The point, then, is not that you shouldn't be angry in argument; on the contrary, anger is a vital part of the rhetorician's instincts and skills. Moreover, if it's not something that gets you angry on some level, it's not worth arguing about. Rather, the point is to learn to cultivate and refine your sense of anger, so that you may use it effectively. To the extent that rudeness offers an excuse not to listen, yes, tact is necessary, but do not mistake this for meek politeness; it is not about asking them nicely to agree with you because you said please, but about maneuvering past their defences with ruthless precision so that the full force of your logical argument will strike home.

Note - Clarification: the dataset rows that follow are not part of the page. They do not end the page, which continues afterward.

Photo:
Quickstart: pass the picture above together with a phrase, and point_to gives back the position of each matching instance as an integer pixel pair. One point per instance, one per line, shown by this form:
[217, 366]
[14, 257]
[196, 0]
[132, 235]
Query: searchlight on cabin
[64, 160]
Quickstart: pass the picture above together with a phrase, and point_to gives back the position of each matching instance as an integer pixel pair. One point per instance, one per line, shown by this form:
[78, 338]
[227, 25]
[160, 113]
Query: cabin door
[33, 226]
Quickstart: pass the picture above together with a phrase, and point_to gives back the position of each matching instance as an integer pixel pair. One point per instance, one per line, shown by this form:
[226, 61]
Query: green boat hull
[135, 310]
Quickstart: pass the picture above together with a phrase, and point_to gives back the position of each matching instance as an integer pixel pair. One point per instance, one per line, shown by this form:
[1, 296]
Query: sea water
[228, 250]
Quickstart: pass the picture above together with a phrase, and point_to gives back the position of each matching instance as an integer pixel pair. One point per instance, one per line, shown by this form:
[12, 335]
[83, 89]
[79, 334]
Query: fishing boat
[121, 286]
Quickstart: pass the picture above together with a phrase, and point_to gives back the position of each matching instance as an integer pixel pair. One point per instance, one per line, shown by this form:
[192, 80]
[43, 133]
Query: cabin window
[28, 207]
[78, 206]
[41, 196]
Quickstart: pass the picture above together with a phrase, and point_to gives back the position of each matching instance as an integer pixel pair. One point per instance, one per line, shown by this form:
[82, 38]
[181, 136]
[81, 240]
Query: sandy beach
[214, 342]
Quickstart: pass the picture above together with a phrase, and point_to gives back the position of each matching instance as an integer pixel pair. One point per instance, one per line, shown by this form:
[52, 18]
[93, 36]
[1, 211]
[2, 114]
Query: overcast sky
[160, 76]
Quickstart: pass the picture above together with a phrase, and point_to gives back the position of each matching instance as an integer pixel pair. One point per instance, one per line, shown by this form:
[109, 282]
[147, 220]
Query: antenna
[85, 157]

This is not tone policing. In fact, it's the key to defeat someone who attempts to tone-police you. Why does it make us angry when someone tells us to calm down and be polite? Because it's all kinds of hypocritical. Focus in on that hypocrisy, and bring it out for all to see just how ridiculous or infuriating or contemptible it really is. ("Really? You're so upset by my being upset that you can't listen to what I'm upset about?") By all means, let your anger show enough to give context and to make your argument relatable, but do not let your anger be the argument.
When you do that, you're likely to fall into the trap of thinking greater anger makes for greater argument, but the very angriest people are often the most wrong.